An Interview with L. Timmel Duchamp

Interviews · Originals · July 31, 2004

Among the most joyful experiences of my life I number committing civil disobedience and engaging with a jury during the resulting trial, thereby challenging everything I amd the jury understood about justice, authority, and law; experiencing a performance of the Béjart Ballet dancing Beethoven’s Ninth Symphony at Wolftrap in 1976; a meal (that I spent two days preparing) in Spring 1978, shared with a group of friends who’ve never had the pleasure of being together again since; beholding a sculpture by Louise Bourgeois at the Henry Art Gallery sometime in the mid-1990s that fairly made my body turn to water; engaging with Steve Erickson’s Arc d’X as I wrestled with that novel’s poignant exposition of the contradictions that lie at the heart of American sensibility.

To acquiesce is always to withhold a part of oneself—usually the best and finest part—to wear blinders and bridle one’s tongue. And because that is so, I can’t fathom anyone’s believing that “being happy” could follow from refraining from “criticizing the system all the time.” As for the primary source of my Counterhegemonic Powers: I’ve always believed they were a gift bestowed on me by my grandmother when she taught me that love was a verb best experienced in the active, rather than the passive, voice.

Josh B. Lukin: Could you tell the story of your discovery of sf? Of the sf community?

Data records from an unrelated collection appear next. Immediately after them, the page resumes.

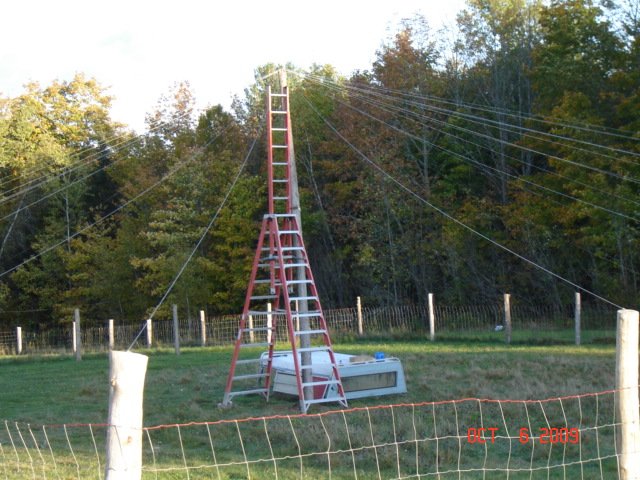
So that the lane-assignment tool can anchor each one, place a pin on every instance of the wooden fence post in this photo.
(112, 337)
(507, 318)
(627, 394)
(19, 340)
(432, 319)
(149, 333)
(360, 322)
(78, 332)
(577, 317)
(269, 323)
(203, 329)
(124, 432)
(176, 329)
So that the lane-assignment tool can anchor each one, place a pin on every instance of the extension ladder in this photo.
(281, 285)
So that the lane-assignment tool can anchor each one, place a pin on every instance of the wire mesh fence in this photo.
(530, 323)
(570, 437)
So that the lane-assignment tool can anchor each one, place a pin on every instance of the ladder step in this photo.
(256, 329)
(249, 376)
(326, 400)
(323, 382)
(248, 361)
(310, 332)
(248, 392)
(293, 299)
(254, 345)
(313, 349)
(263, 297)
(264, 281)
(315, 313)
(264, 312)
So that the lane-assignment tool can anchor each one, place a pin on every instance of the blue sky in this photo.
(139, 48)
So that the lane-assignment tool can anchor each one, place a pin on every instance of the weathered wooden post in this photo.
(78, 336)
(149, 333)
(507, 318)
(112, 337)
(203, 329)
(252, 337)
(432, 319)
(627, 394)
(269, 323)
(19, 340)
(359, 311)
(577, 317)
(124, 432)
(176, 329)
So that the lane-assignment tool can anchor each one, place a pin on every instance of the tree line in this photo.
(522, 123)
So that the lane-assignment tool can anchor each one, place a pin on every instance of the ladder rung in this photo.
(248, 392)
(263, 297)
(265, 281)
(256, 329)
(326, 400)
(310, 332)
(313, 349)
(322, 382)
(308, 314)
(249, 376)
(264, 312)
(245, 345)
(248, 361)
(293, 299)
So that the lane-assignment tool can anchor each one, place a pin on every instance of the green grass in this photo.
(187, 388)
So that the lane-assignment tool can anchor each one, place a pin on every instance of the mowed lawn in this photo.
(188, 387)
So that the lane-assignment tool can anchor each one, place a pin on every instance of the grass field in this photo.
(187, 388)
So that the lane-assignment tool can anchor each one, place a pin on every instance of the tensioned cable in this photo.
(25, 188)
(451, 217)
(521, 147)
(123, 135)
(483, 166)
(115, 210)
(590, 128)
(197, 245)
(408, 113)
(518, 129)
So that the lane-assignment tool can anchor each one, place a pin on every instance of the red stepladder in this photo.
(281, 285)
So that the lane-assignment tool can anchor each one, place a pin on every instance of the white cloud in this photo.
(139, 48)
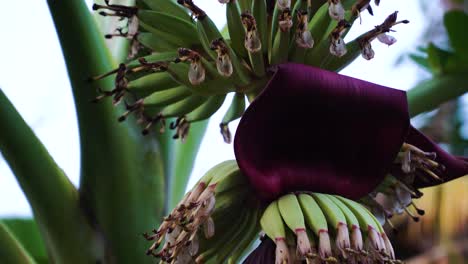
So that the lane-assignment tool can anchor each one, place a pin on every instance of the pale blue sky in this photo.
(33, 75)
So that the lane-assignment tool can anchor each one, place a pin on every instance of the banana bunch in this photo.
(321, 228)
(216, 221)
(185, 67)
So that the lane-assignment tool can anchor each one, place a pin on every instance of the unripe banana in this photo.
(207, 109)
(183, 107)
(236, 30)
(280, 49)
(167, 6)
(335, 218)
(231, 177)
(259, 11)
(151, 83)
(318, 223)
(249, 237)
(357, 243)
(155, 43)
(272, 224)
(167, 97)
(235, 111)
(291, 213)
(366, 222)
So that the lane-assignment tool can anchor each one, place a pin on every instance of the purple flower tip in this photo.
(315, 130)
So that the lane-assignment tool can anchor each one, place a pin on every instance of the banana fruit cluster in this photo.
(321, 228)
(186, 66)
(215, 222)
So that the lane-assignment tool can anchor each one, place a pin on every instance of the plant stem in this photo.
(122, 182)
(11, 251)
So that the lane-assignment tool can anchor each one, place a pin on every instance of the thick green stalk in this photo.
(429, 94)
(11, 251)
(53, 198)
(184, 159)
(122, 182)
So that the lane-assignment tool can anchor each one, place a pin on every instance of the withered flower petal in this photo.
(315, 130)
(455, 167)
(263, 254)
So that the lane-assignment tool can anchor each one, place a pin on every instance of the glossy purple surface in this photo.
(315, 130)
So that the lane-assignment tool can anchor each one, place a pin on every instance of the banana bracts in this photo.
(215, 221)
(327, 228)
(191, 63)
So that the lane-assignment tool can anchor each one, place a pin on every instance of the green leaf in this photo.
(53, 198)
(429, 94)
(27, 233)
(421, 61)
(456, 22)
(122, 181)
(184, 159)
(11, 250)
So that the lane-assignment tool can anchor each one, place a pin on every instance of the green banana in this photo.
(366, 222)
(230, 178)
(178, 39)
(167, 97)
(215, 244)
(154, 42)
(249, 237)
(279, 51)
(243, 232)
(335, 218)
(167, 6)
(272, 224)
(183, 107)
(235, 111)
(291, 213)
(236, 30)
(150, 83)
(180, 71)
(259, 11)
(357, 244)
(318, 223)
(253, 44)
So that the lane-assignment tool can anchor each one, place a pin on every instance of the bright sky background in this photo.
(33, 76)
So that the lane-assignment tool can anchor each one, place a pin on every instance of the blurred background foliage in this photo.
(441, 235)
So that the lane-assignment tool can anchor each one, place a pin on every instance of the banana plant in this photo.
(312, 148)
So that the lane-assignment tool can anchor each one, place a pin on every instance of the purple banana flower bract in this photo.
(315, 130)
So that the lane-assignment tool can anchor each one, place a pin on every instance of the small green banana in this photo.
(249, 237)
(272, 224)
(151, 83)
(357, 244)
(207, 109)
(183, 107)
(366, 222)
(229, 179)
(253, 44)
(235, 111)
(280, 49)
(259, 11)
(318, 223)
(337, 219)
(149, 21)
(291, 213)
(155, 43)
(167, 6)
(167, 97)
(235, 27)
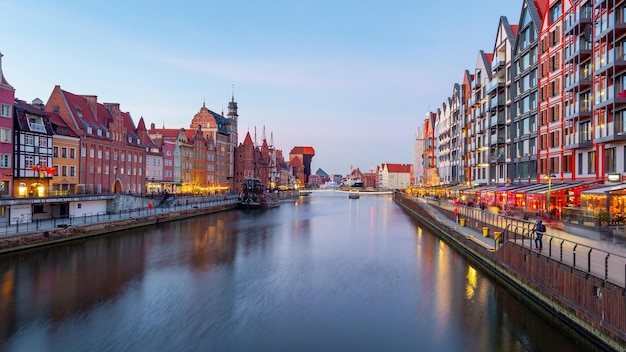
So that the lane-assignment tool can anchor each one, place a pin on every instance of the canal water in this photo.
(318, 273)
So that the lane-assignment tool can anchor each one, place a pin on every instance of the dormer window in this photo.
(35, 123)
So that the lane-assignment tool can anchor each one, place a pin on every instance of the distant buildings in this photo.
(75, 144)
(546, 104)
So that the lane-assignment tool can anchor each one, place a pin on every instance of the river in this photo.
(318, 273)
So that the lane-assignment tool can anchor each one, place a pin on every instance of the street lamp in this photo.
(549, 177)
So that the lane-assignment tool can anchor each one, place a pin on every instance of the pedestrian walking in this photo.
(539, 230)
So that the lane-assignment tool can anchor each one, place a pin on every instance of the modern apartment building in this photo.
(500, 97)
(448, 129)
(479, 132)
(524, 89)
(577, 90)
(553, 159)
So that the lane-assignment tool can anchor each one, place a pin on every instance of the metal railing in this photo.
(21, 228)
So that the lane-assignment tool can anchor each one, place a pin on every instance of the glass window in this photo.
(5, 160)
(5, 135)
(5, 110)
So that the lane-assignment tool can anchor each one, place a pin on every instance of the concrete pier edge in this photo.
(483, 257)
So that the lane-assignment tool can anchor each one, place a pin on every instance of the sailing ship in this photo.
(254, 195)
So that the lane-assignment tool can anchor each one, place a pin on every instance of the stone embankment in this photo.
(46, 237)
(591, 305)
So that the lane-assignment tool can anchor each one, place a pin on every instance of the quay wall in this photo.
(587, 304)
(60, 235)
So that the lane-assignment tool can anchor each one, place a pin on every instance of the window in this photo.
(5, 160)
(29, 161)
(5, 135)
(555, 12)
(591, 160)
(609, 155)
(5, 110)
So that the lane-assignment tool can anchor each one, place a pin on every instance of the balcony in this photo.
(614, 131)
(615, 94)
(497, 102)
(611, 26)
(577, 48)
(578, 140)
(496, 63)
(494, 84)
(577, 81)
(577, 18)
(498, 120)
(613, 59)
(496, 139)
(580, 109)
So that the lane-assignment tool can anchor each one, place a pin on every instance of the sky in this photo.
(352, 79)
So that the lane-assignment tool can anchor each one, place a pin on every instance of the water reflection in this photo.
(318, 273)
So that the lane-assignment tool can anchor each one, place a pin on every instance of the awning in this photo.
(565, 185)
(460, 188)
(527, 188)
(605, 189)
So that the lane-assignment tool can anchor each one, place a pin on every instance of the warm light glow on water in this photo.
(471, 282)
(324, 273)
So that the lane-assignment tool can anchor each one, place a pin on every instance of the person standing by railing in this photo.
(539, 230)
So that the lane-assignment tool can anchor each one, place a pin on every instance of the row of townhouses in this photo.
(75, 145)
(546, 104)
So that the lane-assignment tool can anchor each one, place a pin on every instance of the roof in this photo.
(303, 150)
(603, 189)
(248, 139)
(399, 168)
(60, 127)
(23, 110)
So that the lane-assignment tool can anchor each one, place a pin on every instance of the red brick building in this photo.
(112, 157)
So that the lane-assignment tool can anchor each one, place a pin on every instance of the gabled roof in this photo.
(321, 173)
(296, 162)
(3, 81)
(398, 168)
(248, 139)
(60, 127)
(303, 150)
(23, 111)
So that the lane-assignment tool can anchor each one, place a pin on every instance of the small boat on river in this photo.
(354, 194)
(254, 195)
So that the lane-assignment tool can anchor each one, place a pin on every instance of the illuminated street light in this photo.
(549, 177)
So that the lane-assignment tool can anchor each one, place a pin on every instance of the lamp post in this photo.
(549, 177)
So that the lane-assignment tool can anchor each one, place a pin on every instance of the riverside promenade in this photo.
(52, 231)
(580, 280)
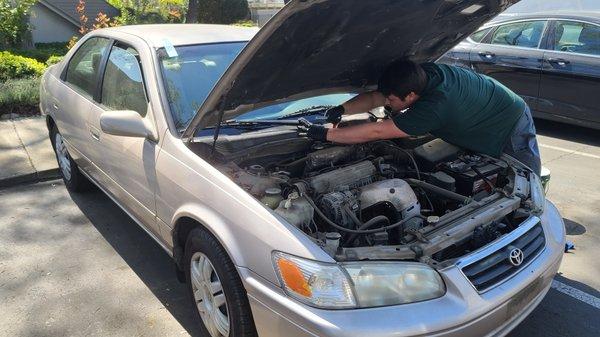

L. Timmel Duchamp: I came to sf relatively late, in my mid-twenties. I was fed up with the literary mainstream—constantly gritting my teeth at the grating, humiliating sexism of Updike, Barth, Roth, and Mailer, the dominating voices of that time. By sheer good fortune, I picked up Samuel R. Delany’s The Einstein Intersection off a display table in the bookstore in the Student Union, bought it, and read it, and wanted more Though a lot of my friends read sf, I knew nothing about it. So I sampled all kinds of it, at total random. And so I read all over the sf-map, from Delany and Sturgeon to Asimov and Hoyle, from Gordon Dickson to C.L. Moore. “Whoa, that’s hardcore,” someone might say to me, puzzled by my choosing to read a hard-sf novel they assumed wouldn’t appeal to me. Eventually I found my way to Russ, Butler, McIntyre, Tiptree, and Charnas. And then once it got around that I was reading sf, feminist friends would suggest this or that book. (I specifically remember being given Le Guin’s The Left Hand of Darkness, which I read immediately after Anna Kavan’s Ice.) Mostly, though, I blazed my own way through an unknown territory. That is what I’ve always done, from the moment I acquired my first library card.

As for the story of my discovery of the “sf community”—that is more complicated. In the concrete sense of becoming acquainted with individuals and groups of individuals, I can point to Nicola Griffith’s contacting me via email and then introducing me to the fem-sf listserv in Fall 1995, as a possible beginning of that story. Fem-sf was small then, about fifty people; I knew and admired the work of many of its members. I eventually met Nicola in the flesh, as well as her partner, Kelley Eskridge, and through them a number of Seattle sf people. The next spring I attended the historic WisCon 20. I don’t think I’ve ever met so many people I’d only known by mail or email at one time. I arrived at WisCon 20 as a visitor to the sf community and went home a member.

But there’s another story here, one known mostly to the fans of feminist sf. I tell this story in an essay theorizing a genealogy of feminist sf, published in Foundation and available now on my website. That’s the story of imagined feminist communities and the implied feminist sf community that I experienced long before I even started writing science fiction. I shared and discussed feminist sf with friends (many of whom did not read sf, other than feminist sf) in the late 1970s and all through the 1980s. Feminist sf and the communities it created on the page filled us with hope and helped us to critique the world we lived in and conceptualize other ways of being; and it also helped shape our relationships with each other, sometimes with painful results, since the world we were living in bore little resemblance to the fictional worlds of feminist sf community, and the people we were fell short of the powerful characters we so loved in the fiction. I’ve found, talking to people at WisCon, that many women in the sf community have had similar experiences sharing feminist sf and idealizing its imagined communities. And so I wasn’t at all surprised to hear people describing WisCon as “a weekend feminist utopia” and the fem-sf list as a “virtual WisCon.” I once observed in a post to the fem-sf list that those old ideals had so shaped our expectations of how our actual, existing community should be that members often suffered disappointment when the reality did not match. The pleasures of the imagined community, I find, don’t always come without cost.